Divide remaining dough into 4 equal portions; roll each between your hands to form a strand about 20 inches long. Place the 4 strands length-wise on a large greased baking sheet (at least 14 by 17 inches, or put two sheets together, overlapping ends and wrapping the overlap with foil).  Pinch tops together, and braid as follows: pick up strand on right, bring it over next one, under the third, and over the fourth.  Repeat, always starting with strand on the right, until braid is complete.  Pinch ends together and tuck under loaf.

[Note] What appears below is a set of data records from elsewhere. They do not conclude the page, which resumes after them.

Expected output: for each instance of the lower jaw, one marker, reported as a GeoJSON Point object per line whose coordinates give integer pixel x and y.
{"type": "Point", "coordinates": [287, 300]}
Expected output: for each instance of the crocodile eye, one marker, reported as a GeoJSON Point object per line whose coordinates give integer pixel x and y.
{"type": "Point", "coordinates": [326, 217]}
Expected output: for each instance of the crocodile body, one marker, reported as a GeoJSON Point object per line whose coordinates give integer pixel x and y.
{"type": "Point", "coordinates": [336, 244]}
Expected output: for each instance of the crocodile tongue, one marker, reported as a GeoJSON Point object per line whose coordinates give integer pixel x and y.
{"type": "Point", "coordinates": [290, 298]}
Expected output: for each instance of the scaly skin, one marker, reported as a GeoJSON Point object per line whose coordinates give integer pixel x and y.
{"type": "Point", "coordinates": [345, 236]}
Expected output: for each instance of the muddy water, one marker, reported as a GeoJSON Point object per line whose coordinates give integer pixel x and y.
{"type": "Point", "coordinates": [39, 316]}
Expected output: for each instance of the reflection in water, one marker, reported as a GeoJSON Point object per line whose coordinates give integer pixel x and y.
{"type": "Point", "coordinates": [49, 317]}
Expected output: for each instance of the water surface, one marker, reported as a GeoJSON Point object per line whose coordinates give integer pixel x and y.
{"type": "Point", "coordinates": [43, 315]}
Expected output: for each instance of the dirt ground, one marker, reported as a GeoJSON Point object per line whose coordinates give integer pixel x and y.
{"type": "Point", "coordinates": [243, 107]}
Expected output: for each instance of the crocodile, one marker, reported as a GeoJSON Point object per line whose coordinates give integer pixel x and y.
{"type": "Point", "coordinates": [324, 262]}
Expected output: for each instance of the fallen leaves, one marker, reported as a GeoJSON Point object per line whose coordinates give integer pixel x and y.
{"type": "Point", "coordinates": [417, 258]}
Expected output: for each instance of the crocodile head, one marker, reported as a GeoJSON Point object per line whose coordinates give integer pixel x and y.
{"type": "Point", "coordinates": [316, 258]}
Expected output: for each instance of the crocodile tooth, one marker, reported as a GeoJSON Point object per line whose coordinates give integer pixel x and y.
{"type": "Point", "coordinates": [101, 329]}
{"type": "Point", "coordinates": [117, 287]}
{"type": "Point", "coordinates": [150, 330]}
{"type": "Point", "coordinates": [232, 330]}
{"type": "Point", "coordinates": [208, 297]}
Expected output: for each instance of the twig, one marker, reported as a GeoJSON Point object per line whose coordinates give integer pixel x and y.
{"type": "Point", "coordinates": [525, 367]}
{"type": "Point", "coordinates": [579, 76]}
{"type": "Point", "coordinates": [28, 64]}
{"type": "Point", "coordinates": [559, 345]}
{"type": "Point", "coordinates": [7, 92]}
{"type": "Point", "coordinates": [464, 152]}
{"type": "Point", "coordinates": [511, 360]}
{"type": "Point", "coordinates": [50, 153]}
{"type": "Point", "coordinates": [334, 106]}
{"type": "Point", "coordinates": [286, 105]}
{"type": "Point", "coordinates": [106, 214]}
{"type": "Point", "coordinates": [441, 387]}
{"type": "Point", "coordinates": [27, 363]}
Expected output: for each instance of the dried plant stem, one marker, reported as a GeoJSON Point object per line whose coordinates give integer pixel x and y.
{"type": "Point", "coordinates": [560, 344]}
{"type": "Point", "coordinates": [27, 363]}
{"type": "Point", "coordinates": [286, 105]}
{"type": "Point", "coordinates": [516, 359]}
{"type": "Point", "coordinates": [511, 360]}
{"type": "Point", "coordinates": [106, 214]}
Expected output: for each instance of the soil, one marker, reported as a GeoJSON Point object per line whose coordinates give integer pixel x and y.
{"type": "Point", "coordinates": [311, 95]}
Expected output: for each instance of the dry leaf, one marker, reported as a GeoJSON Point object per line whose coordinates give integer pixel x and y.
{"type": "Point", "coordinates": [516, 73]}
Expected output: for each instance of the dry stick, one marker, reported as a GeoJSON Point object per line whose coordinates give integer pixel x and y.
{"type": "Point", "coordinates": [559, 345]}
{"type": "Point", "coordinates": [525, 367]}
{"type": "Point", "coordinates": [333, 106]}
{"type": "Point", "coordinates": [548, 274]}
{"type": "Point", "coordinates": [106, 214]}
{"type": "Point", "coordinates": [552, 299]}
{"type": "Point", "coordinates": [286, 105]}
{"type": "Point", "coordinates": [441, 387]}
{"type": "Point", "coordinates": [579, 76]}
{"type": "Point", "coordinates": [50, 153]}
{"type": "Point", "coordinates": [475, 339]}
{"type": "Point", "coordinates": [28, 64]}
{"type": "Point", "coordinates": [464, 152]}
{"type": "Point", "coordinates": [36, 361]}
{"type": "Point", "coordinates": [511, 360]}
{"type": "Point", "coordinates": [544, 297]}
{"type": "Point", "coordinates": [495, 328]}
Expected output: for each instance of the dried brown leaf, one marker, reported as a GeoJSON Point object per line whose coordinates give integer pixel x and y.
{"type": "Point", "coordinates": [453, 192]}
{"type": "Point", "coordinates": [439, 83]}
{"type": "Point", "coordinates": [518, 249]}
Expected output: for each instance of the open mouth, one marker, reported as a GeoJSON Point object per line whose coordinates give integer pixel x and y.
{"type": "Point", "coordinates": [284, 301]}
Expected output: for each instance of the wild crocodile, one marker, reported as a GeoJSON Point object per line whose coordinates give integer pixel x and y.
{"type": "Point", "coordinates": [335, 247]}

Roll reserved dough into a strand about 15 inches long, cut into 3 pieces, and make a small 3-strand braid.  Layer on top center of large braid.  Cover and let rise in a warm place until almost doubled, 2-3 hours (adapted from 1 hour).

Preheat oven to 350°.

Using a pastry brush or your fingers, spread egg yolk mixture evenly over braids; sprinkle with seeds.  Bake in a preheated oven for 30-35 minutes or until loaf is golden brown.  Let cool on rack.  This recipe makes one loaf.

Altered recipe:

We heated the oil and water to about 130°, then added the oil and water the dry ingredients, including the rapid rise yeast.  We then added the two lightly beaten eggs and the rest of the mixing was normal.  The bread dough normally rises twice, but this time the first time was (as per the directions on the yeast package), for only resting (not rising) 10 minutes in the greased bowl.  The second rise, which is when the braids rest for 2-3 hours, was normal.  It turned out fine, if a slightly less risen, and more dense.  That was the fault of us not using the proper yeast.  So it worked to save time, but will not make the best possible Challah bread!  We used it with butter and honey last night and for French toast this morning, and it was pretty good.  I definitely recommend good regular yeast though!